The use of Ar-GCIB as analysis beams in the TOF-SIMS technique has rapidly increased because they produce molecular ions of biomolecules with high mass. However, their poor mass resolution results in insufficient separation of the isotope peaks, thus making it difficult to distinguish them from each other. This affects mass calibration by aggravating the mass error up to several thousands of ppm. To circumvent these difficulties, two common techniques in MALDI-TOF mass spectrometry, delayed extraction and external mass calibration, were applied to improve mass resolution and mass accuracy, respectively. Mass resolution was improved to 4972 for the molecular peak (m/z 1176.78) of Irganox^® 1010, and mass accuracy was enhanced up to 1.65 ppm in the spectrum analysis and up to 60.34 ppm in the image analysis. When Ar-GCIB is used as the analysis beam in TOF-SIMS, the delayed extraction technique and external mass calibration can be valuable tools to identify unknown peaks.

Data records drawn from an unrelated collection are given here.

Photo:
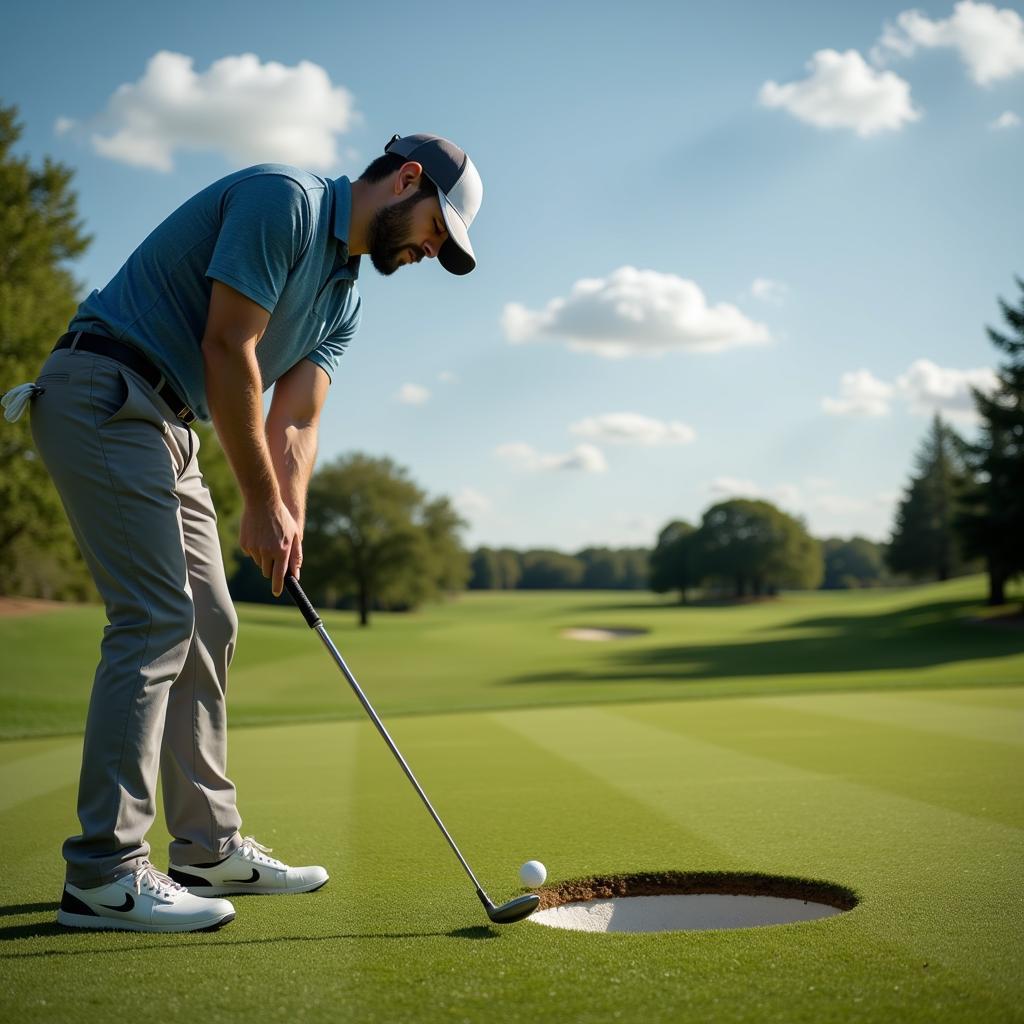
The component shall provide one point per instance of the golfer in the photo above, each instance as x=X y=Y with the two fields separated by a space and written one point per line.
x=251 y=283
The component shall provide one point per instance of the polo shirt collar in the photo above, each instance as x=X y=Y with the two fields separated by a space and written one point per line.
x=342 y=222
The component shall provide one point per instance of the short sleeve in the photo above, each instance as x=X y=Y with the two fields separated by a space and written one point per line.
x=328 y=353
x=265 y=226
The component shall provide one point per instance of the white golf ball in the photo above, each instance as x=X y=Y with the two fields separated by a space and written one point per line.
x=532 y=873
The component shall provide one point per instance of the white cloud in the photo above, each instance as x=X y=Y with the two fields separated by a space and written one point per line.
x=413 y=394
x=1006 y=120
x=929 y=388
x=730 y=486
x=470 y=502
x=635 y=312
x=926 y=388
x=769 y=291
x=844 y=91
x=989 y=40
x=248 y=111
x=632 y=428
x=585 y=458
x=860 y=394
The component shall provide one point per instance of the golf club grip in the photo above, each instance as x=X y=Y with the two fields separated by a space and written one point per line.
x=303 y=602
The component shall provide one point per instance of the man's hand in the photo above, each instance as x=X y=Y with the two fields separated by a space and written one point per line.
x=271 y=538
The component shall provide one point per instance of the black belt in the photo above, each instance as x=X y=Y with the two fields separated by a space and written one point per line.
x=133 y=359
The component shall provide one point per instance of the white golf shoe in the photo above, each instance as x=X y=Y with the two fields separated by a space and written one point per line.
x=145 y=900
x=248 y=869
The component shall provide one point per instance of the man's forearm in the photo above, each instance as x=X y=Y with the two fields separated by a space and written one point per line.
x=233 y=390
x=293 y=453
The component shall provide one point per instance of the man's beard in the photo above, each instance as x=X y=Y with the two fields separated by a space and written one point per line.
x=389 y=231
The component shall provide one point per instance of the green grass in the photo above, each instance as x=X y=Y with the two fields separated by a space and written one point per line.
x=873 y=740
x=493 y=650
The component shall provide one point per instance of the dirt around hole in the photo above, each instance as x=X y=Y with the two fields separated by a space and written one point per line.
x=694 y=883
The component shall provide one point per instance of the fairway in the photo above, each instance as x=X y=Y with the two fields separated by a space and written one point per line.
x=875 y=740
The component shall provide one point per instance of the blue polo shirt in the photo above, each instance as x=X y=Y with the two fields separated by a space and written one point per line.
x=276 y=235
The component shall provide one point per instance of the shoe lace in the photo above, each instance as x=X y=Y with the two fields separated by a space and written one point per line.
x=156 y=883
x=254 y=851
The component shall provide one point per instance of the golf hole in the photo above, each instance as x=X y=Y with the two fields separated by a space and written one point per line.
x=677 y=901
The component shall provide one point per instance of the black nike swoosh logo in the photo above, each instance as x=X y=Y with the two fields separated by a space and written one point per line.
x=129 y=904
x=255 y=878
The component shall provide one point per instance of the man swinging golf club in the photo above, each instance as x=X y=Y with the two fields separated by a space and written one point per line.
x=251 y=283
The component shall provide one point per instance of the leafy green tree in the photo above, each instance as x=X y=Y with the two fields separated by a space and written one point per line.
x=373 y=535
x=924 y=544
x=673 y=562
x=757 y=549
x=991 y=517
x=550 y=570
x=635 y=567
x=39 y=232
x=857 y=562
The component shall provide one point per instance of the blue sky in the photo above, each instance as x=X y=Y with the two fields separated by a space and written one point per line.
x=730 y=249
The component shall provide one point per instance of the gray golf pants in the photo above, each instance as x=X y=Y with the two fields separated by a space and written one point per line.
x=126 y=471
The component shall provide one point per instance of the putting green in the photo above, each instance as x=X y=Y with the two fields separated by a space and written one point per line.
x=911 y=798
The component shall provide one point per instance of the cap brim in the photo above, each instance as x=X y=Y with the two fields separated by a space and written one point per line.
x=457 y=253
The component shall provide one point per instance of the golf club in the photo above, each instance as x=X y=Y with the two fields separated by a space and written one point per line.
x=514 y=909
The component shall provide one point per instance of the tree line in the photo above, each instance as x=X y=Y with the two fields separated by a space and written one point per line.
x=591 y=568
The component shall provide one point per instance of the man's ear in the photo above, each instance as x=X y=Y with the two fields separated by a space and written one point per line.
x=409 y=174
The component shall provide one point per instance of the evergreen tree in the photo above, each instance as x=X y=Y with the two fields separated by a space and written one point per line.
x=925 y=544
x=857 y=562
x=673 y=563
x=991 y=515
x=378 y=539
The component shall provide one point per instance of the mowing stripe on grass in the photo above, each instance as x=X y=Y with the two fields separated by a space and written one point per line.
x=989 y=725
x=790 y=820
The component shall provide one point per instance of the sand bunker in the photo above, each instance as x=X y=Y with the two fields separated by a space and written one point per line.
x=593 y=633
x=688 y=902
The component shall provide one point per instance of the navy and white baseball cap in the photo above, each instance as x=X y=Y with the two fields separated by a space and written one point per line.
x=459 y=188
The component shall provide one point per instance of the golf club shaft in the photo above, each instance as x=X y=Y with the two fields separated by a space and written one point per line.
x=298 y=595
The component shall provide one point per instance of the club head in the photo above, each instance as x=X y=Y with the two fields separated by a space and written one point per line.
x=515 y=909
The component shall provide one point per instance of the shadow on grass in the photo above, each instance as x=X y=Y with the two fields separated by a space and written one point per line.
x=151 y=941
x=16 y=909
x=919 y=637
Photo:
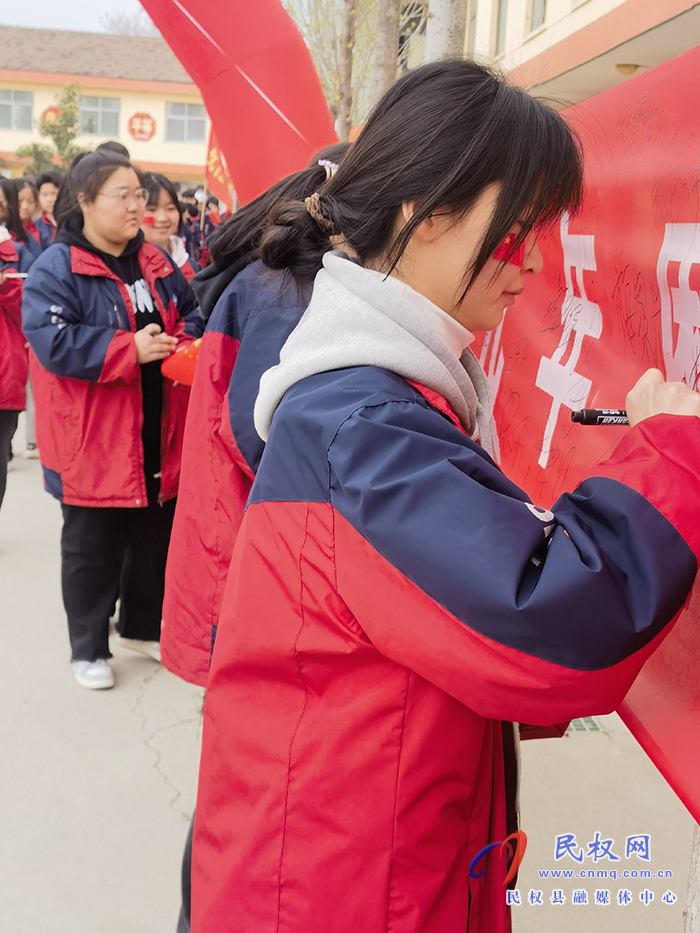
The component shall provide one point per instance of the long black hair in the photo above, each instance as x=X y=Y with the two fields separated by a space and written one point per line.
x=437 y=138
x=86 y=177
x=12 y=222
x=234 y=244
x=154 y=183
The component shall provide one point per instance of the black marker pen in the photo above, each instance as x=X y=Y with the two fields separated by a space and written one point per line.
x=600 y=416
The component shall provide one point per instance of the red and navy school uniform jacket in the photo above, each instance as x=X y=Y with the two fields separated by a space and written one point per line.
x=221 y=452
x=47 y=231
x=79 y=320
x=392 y=597
x=27 y=252
x=13 y=351
x=33 y=246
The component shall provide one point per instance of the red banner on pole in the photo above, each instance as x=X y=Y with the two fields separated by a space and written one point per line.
x=620 y=292
x=216 y=175
x=258 y=83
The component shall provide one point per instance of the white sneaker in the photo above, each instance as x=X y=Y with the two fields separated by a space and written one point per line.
x=95 y=675
x=150 y=648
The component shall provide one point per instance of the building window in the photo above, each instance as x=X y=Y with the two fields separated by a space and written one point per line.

This study was supported by the Development of Platform Technology for Innovative Medical Measurements Program (GP2016-0022) from the Korea Research Institute of Standards and Science, the Pioneer Research Center Program (NRF-2012-0009541), the Bio & Medical Technology Development Program (NRF-2015M3A9D7029894), and Global Frontier Project (H-GUARD_2013M3A6B2078962) of the National Research Foundation (NRF) funded by the Ministry of Science, ICT & Future Planning. The authors are also grateful to Derk Rading (ION-TOF GmbH) for his valuable comments and suggestions.